C.          Implementasi Nau Noan dalam Pembelajaran Bahasa Indonesia

Model pembelajaran yang dikembangkan ini lebih banyak menuntut keaktifan dan kreativitas siswa, guru hanya sebagai fasilitator, inovator, inisiator, dan kreator. Sebagai fasilitator, guru menentukan bahan pembelajaran berupa nau noan  yang mengandung nilai karakter  yang dapat dijadikan sebagai sarana pembelajaran untuk memudahkan siswa mendapatkan inspirasi untuk menulis, membaca, berbicara, ataupun menyimak. Guru sebagai inovator dituntut untuk menciptakan suatu metode pembelajaran yang up to date, serta memberikan pengalaman belajar yang mengesankan di hati siswa. Guru sebagai inisiator bertugas untuk memunculkan gagasan-gagasan kreatif dalam menciptakan pembelajaran yang dapat meningkatkan motivasi, minat, dan kreativitas siswa. Adapun guru sebagai kreator, harus memiliki daya kreativitas untuk memberikan sesuatu yang baru bagi siswanya sehingga berkesan dalam kehidupannya. Dengan demikian proses pembelajaran yang diciptakanmenjadi pengalaman berguna yang dapat diterapkan dalam kehidupansiswa. Pembelajaran bahasa Indonesia bermuatan kearifan budaya lokal dalam hal ini nau noan   terdiri atas lima tahap. Tahapan tersebut adalah sebagai berikut:

1. Tahap Orientasi

Pada tahap ini guru menyampaikan kompetensi dasar daan tujuan pembelajaran yang akan dipelajari. Guru pun menceritakan nau noan  yang sesuai dengan karakter kompetensi dan karakter yang akan ditanamkan kepada siswa. Selanjutnya siswa dikondisikan secara berkelompok untuk mencermati cerita dan menanggapi isi cerita.

 

 

2. Tahap Mengidentifikasi

Pada tahap ini siswa mengidentifikasi nilai-nilai moral yang terkandung dalam cerita yang didengar. Kegiatan ini merupakan langkah penanaman nilai-nilai karakter dalam bentuk cara bekerja sama, menghargai pendapat orang lain, membiasakan membaca, dan menemukan sesuatu dari tulisan (inkuiri). Pada tahap ini pun siswa merumuskan temuan hasil identifikasi melalui diskusi kelompok. Dalam kegiatan ini siswa belajar untuk berpikir kreatif cara menyusun kembali kalimat dengan bahasanya sendiri. Penanaman nilai karakter yang diterapkan adalah belajar berpikir kreatif, berbagi peran, dan bekerja sama.

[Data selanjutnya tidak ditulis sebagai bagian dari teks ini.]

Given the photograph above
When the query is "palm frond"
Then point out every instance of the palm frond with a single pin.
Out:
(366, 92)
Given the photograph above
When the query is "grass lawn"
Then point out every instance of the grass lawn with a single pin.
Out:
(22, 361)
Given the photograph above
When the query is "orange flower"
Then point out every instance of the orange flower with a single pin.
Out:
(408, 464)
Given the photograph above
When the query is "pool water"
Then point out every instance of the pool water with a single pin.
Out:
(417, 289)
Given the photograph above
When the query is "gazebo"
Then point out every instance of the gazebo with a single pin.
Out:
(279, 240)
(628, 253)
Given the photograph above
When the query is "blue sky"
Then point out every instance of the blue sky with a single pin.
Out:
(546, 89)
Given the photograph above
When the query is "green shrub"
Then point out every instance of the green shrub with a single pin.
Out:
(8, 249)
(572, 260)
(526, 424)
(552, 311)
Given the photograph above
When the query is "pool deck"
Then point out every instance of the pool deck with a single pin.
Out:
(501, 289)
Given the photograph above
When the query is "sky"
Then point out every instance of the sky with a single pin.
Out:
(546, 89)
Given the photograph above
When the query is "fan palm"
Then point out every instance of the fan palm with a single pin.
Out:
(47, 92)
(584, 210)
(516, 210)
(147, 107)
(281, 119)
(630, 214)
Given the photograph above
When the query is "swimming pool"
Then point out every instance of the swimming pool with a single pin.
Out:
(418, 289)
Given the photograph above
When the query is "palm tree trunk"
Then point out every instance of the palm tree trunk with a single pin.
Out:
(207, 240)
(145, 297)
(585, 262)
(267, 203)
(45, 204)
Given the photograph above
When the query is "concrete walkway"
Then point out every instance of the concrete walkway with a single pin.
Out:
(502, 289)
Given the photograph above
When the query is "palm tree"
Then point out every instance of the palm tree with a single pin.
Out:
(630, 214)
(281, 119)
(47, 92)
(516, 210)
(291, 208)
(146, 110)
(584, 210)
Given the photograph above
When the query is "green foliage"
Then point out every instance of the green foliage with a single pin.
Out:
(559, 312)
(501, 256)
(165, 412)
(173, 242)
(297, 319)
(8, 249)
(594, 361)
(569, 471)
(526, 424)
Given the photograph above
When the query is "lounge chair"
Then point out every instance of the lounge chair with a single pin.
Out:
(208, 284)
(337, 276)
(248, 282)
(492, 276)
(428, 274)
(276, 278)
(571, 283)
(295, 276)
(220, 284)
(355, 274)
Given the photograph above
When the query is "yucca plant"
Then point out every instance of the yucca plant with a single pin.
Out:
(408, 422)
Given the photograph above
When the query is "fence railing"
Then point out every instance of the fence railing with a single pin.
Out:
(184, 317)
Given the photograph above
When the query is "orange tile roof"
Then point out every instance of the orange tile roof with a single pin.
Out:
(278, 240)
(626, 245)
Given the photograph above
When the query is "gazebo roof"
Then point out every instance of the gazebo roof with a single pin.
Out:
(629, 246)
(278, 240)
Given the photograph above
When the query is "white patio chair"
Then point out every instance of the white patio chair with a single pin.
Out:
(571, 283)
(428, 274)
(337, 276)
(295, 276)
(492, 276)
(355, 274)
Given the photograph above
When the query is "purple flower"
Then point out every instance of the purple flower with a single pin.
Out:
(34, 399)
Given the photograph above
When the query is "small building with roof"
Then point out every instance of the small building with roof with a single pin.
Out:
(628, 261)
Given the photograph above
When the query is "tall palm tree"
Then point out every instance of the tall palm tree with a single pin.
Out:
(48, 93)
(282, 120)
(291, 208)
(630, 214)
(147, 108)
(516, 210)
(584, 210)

3. Tahap Mempresentasikan Hasil Identifikasi

Pada tahap ini,  salah seorang siswa (perwakilan kelompok) menyajikan hasil temuannya di depan kelas. Penanaman nilai karakter pada tahapan ini adalah mendidik agar memiliki rasa toleransi, menghargai teman, bersikap demokratis, bertanggung jawab, dan percaya diri.

4. Tahap Melakukan Aksi Nyata

Pada tahap ini guru membimbing siswa sesuai dengan kompetensi dan keterampilan berbahasa yang dituntut dalam kurikulum .

a.      Jika keterampilan menulis yang dituntut, siswa dibimbing untuk menulis kembali nau noan yang didengar sesuai dengan kaidah yang berlaku. Aspek ejaan, tanda baca, huruf kapital, kalimat efektif, paragraf, harus menjadi fokus perhatian dalam penilaian terhadap hasil kerja siswa.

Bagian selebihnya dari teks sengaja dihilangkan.